So many people think that being a good person means that someone is very caring, willing to do anything for anyone, sacrifice anything & everything of themselves to others which includes those who treat them badly, & someone who never says or thinks anything negatively of other people.
The truth is that this isn’t the definition of a good person. This is the definition of a doormat. A person like this is going to be used & abused. Naturally this will make many people who try to be good people think being a good person is a waste of time & sets them up for being mistreated. They naturally prefer not to be so called “good people” over being treated so badly, & who can blame them?
Let’s consider what it’s like to be a good person rather than a doormat that people claim is a good person.
A good person is realistic. If someone mistreats people, is arrogant, entitled or deliberately hurts other people, a good person recognizes these things & treats that person accordingly, even if that means eliminating that person from their life.
A good person also has standards. They don’t tolerate just anything. They give their best to others in every area of their lives, & they expect others to do the same thing.
A good person has boundaries. They will respect your space, wants & needs, & act accordingly. They also expect you to return the favor to them. If you cross certain boundaries with them, they won’t hesitate to call you out on it in a respectful way. They also will care for you & watch out for you but they also have no problem saying no when they believe it is best to do so.

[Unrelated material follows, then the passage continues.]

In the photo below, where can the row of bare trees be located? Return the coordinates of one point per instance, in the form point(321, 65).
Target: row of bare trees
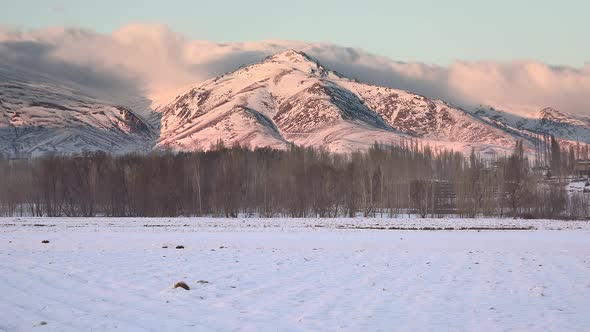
point(299, 182)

A good person shows respect to everyone, but also expects others to respect them in return. This isn’t because they demand people respect them, but because they are aware that they are worthy of respect.
A good person is patient. This doesn’t mean that they are weak nor are they willing to tolerate others using them.
A good person is very compassionate, but is not naive. They will be very kind & gentle with a person, but if they realize that person is trying to use or abuse them, they won’t tolerate it.
A good person always will encourage you & build you up. That doesn’t mean that they will tolerate you trying to tear them down as a way to build yourself up, however.
A good person will tell a person what they need to hear, even when it’s not necessarily what they want to hear because showing others God’s love is more important to them than building up their ego.
In short, being a good person isn’t what many people assume it is. A good person can be truly good without being willing to tolerate nonsense or abuse.